Das Ego ist etwas Schönes.
Oh, es ist sogar etwas sehr Schönes.

Es gibt mir die Möglichkeit, jemand zu sein, etwas auf dieser Erde zu kreieren – zu verkörpern.
Ich kann mir einen Namen geben, eine Rolle.
Ich kann mich definieren.
Ob durch Kunst oder Handwerk: es gibt mir immer wieder die Chance zu entscheiden, wer ich heutʼ sein möchte und wer nicht.

Ja, mein Ego kann verletzt werden und Gott es kann verdammt wehtun.
Doch ist es nicht genau das: es zu heilen – das Hässliche in mir zu umarmen, loszulassen und anzunehmen?

Ich denke, ein innerer Konflikt entsteht, wenn ich mich an mein Ego klammere,
wenn ich denke, ich sei mein Ego.
Wenn es mir schwerfällt zu verstehen, dass mein Ego nur mein Kleidungsstück ist – ein Kleidungsstück, das ich jeden Morgen neu auswählen darf.
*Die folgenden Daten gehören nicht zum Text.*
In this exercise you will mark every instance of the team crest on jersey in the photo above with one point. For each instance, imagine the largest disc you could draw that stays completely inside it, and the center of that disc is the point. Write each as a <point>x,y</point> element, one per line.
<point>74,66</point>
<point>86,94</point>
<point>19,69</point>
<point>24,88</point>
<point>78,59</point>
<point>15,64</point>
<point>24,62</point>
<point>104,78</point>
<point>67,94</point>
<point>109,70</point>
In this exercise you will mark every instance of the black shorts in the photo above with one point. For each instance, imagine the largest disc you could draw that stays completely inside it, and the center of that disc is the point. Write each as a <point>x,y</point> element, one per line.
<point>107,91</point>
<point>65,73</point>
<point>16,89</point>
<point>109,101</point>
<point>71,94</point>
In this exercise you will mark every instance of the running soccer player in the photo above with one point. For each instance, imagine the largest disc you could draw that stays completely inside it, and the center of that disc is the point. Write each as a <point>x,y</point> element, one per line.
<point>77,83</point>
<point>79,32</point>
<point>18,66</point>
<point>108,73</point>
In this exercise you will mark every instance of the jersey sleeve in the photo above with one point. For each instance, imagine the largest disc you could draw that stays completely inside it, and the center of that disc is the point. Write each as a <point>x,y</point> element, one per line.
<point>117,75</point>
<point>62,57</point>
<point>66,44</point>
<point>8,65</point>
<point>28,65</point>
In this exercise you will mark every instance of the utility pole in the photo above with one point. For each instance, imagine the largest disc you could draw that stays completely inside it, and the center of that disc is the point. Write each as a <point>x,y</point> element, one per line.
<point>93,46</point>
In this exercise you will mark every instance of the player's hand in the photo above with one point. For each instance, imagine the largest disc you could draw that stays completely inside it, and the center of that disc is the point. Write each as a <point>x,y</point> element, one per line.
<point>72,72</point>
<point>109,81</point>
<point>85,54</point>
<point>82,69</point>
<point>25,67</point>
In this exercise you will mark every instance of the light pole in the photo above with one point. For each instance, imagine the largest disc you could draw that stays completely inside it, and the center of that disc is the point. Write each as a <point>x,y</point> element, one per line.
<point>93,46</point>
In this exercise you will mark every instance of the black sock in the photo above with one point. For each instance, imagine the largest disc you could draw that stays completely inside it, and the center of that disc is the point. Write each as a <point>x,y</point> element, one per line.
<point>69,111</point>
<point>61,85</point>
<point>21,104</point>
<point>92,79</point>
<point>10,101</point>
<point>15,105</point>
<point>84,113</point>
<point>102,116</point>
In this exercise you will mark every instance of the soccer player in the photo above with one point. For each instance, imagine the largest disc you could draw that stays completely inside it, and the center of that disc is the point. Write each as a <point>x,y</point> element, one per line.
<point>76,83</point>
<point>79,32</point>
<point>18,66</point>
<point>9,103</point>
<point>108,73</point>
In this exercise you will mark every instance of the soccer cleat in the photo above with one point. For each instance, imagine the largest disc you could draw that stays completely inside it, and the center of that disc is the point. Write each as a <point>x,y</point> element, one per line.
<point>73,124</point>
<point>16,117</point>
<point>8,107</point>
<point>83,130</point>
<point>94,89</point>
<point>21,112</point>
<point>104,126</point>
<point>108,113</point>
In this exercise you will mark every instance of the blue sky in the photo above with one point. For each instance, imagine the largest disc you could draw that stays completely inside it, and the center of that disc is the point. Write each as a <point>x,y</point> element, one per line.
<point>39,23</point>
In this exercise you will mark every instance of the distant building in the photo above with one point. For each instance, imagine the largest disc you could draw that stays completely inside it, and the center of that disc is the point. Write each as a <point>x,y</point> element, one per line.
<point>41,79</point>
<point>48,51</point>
Und wenn mir dieses Kleidungsstück nicht mehr gefällt?
Dann ziehe ich es eben aus und entscheide mich für ein neues – ein Kleid zum Beispiel. (Oder bleibe gar nackt.)

Nun, vielleicht ist es nicht immer leicht.
Vielleicht lasten schwere Ketten an ihm, welche ich erst loslassen lernen darf.
Aber es ist es wert – wert, Teil dieses Theaters zu sein und zu spielen.



Für mich ist das Ego also eine reine Ausdrucksform.
Ich brauche mein Ego nicht, aber ich möchte mich selbst erleben.
Jetzt – so wie ich bin.

Vielleicht möchte es einfach verstanden werden – mein Kleid.
Ja, vielleicht so.

Und dann, ganz leise, darf sogar Ruhe einkehren.